Intracellular phospholipase A2 group IVA and group VIA play important roles in Wallerian degeneration and axon regeneration after peripheral nerve injury

Rubèn López-Vales1, Xavier Navarro2, Takao Shimizu3, Constantinos Baskakis4, George Kokotos4, Violetta Constantinou-Kokotou5, Daren Stephens6, Edward A. Dennis6 and Samuel David1

1Centre for Research in Neuroscience, Research Institute of the McGill University Health Center, Montreal, Quebec, Canada, 2Department of Cell Biology, Physiology and Immunology, Universitat Autònoma de Barcelona, Catalonia, Spain, 3Department of Biochemistry and Molecular Biology, University of Tokyo, Tokyo, Japan, 4Department of Chemistry, University of Athens, Athens, 5Chemical Laboratories, Agricultural University of Athens, Athens, Greece and 6Department of Chemistry & Biochemistry, School of Medicine, University of California, San Diego, La Jolla, CA, USA

Correspondence to: Dr Samuel David, Center for Research in Neuroscience, Research Institute of the McGill University Health Center, Livingston Hall, Room L7-210, 1650 Cedar Ave., Montreal, Québec H3G 1A4, Canada E-mail: sam.david{at}mcgill.ca

We provide evidence that two members of the intracellular phospholipase A2 family, namely calcium-dependent group IVA (cPLA2 GIVA) and calcium-independent group VIA (iPLA2 GVIA) may play important roles in Wallerian degeneration in the mouse sciatic nerve. We assessed the roles of these PLA2s in cPLA2 GIVA–/– mice, and mice treated with a selective inhibitor of iPLA2 GVIA (FKGK11). Additionally, the effects of both these PLA2s were assessed by treating cPLA2 GIVA–/– mice with the iPLA2 inhibitor. Our data suggest that iPLA2 GVIA may play more of a role in the early stages of myelin breakdown, while cPLA2 GIVA may play a greater role in myelin clearance by macrophages.
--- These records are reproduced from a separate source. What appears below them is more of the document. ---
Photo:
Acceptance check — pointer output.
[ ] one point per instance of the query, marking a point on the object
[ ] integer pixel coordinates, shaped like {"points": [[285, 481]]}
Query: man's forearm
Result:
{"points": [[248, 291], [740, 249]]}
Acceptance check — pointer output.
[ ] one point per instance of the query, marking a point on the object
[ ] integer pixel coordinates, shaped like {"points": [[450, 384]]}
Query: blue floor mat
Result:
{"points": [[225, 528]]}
Our results also show that the delayed myelin clearance and Wallerian degeneration after sciatic nerve crush injury in mice lacking cPLA2 and iPLA2 activities is accompanied by a delay in axon regeneration, target re-innervation and functional recovery. These results indicate that the intracellular PLA2s (cPLA2 GIVA and iPLA2 GVIA) contribute significantly to various aspects of Wallerian degeneration in injured peripheral nerves, which is then essential for successful axon regeneration. This work has implications for injury responses and recovery after peripheral nerve injuries in humans, as well as for understanding the slow clearance of myelin after CNS injury and its potential consequences for axon regeneration.
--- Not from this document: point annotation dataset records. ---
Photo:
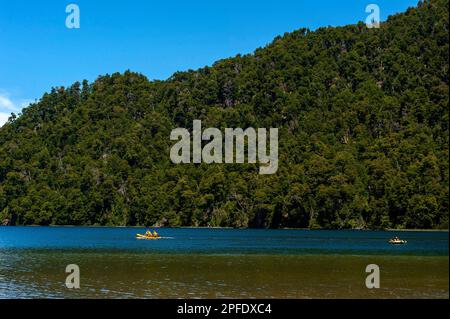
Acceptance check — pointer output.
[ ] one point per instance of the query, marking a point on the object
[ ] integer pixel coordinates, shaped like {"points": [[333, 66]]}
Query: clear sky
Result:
{"points": [[154, 37]]}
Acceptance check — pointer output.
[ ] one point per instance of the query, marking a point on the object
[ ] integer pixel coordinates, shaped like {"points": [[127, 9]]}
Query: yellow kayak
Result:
{"points": [[140, 236]]}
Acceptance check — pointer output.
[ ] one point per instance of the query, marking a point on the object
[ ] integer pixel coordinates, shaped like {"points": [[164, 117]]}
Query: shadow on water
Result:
{"points": [[206, 263]]}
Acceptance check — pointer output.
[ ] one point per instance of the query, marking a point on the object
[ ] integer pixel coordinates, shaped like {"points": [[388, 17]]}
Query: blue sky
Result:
{"points": [[156, 38]]}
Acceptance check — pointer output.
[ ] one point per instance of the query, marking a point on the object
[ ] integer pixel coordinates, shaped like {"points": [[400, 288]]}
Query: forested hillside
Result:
{"points": [[363, 134]]}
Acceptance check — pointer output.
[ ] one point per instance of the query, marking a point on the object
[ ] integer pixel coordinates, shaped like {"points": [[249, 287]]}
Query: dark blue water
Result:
{"points": [[225, 241]]}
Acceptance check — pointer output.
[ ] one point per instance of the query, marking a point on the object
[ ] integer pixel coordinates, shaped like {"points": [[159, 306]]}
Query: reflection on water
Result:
{"points": [[219, 264]]}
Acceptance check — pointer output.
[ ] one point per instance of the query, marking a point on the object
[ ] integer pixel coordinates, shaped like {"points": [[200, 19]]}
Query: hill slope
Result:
{"points": [[363, 118]]}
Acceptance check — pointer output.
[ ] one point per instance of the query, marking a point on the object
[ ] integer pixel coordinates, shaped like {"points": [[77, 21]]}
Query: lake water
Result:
{"points": [[220, 263]]}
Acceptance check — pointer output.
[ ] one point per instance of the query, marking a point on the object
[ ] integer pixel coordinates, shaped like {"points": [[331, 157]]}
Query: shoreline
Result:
{"points": [[199, 227]]}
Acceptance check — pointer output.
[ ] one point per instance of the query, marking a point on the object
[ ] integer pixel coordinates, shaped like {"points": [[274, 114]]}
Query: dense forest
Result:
{"points": [[363, 137]]}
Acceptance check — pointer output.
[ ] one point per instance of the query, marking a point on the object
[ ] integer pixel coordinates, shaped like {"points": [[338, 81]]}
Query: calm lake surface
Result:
{"points": [[220, 263]]}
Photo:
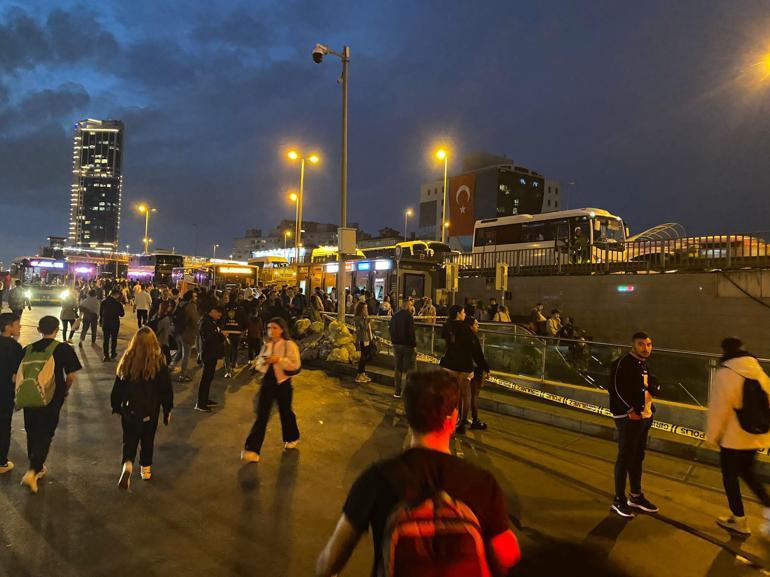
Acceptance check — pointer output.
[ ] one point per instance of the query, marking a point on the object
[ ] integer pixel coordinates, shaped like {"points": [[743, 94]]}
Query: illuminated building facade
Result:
{"points": [[97, 184]]}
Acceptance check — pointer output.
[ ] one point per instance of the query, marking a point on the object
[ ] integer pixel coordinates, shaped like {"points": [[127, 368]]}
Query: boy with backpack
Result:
{"points": [[45, 376], [10, 357], [739, 423], [430, 512]]}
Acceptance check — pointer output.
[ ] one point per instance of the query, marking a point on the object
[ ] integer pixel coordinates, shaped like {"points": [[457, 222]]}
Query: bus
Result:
{"points": [[153, 268], [578, 236], [418, 249]]}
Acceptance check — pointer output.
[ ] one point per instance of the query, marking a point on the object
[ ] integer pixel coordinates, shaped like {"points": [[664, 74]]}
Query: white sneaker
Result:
{"points": [[250, 456], [735, 524], [125, 476], [30, 480]]}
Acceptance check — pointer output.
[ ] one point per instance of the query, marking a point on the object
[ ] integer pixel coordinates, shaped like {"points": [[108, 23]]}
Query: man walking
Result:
{"points": [[404, 344], [212, 349], [109, 318], [10, 357], [631, 390], [41, 422], [143, 304], [89, 308]]}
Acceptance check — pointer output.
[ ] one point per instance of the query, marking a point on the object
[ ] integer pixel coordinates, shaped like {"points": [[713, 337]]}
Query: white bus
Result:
{"points": [[579, 236]]}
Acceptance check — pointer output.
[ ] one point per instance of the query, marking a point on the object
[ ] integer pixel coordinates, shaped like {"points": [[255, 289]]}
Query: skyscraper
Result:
{"points": [[97, 184]]}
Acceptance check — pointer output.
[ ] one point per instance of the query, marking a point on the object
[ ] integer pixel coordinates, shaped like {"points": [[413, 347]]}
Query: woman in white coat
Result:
{"points": [[738, 448], [278, 361]]}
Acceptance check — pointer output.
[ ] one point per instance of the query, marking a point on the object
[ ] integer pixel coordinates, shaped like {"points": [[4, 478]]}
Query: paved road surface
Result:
{"points": [[205, 514]]}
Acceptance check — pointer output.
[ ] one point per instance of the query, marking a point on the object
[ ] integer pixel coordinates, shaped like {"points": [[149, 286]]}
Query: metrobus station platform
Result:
{"points": [[205, 513]]}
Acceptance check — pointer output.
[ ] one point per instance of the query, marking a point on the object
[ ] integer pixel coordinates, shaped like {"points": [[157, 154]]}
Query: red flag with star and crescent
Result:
{"points": [[462, 214]]}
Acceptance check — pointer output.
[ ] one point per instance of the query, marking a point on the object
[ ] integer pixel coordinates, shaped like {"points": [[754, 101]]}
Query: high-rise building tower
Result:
{"points": [[97, 184]]}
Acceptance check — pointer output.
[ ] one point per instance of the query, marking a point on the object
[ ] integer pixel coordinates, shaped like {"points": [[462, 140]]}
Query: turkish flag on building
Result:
{"points": [[462, 194]]}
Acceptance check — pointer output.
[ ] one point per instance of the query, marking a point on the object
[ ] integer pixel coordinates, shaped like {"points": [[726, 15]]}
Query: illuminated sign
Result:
{"points": [[46, 264], [234, 270]]}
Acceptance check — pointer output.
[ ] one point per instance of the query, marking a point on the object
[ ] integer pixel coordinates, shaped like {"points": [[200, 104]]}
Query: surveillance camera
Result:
{"points": [[318, 53]]}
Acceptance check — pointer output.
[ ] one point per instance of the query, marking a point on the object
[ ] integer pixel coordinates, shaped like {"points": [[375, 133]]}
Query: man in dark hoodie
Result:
{"points": [[631, 390], [459, 358]]}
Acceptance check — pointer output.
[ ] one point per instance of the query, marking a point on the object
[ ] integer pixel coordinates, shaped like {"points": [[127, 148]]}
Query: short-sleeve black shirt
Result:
{"points": [[422, 472], [65, 362], [10, 358]]}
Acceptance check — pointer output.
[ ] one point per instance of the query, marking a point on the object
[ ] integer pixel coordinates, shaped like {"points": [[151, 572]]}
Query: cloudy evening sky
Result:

Key Words: axon regeneration; myelin; macrophage; phagocytosis; phospholipase A2; sciatic nerve injury

Abbreviations: cPLA2, calcium-dependent PLA2; iPLA2, calcium-independent PLA2; LPC, lysophosphatidylcholine; PLA2, phospholipase A2; SFI, sciatic functional index (SFI)

Received March 12, 2008. Revised July 17, 2008. Accepted July 28, 2008.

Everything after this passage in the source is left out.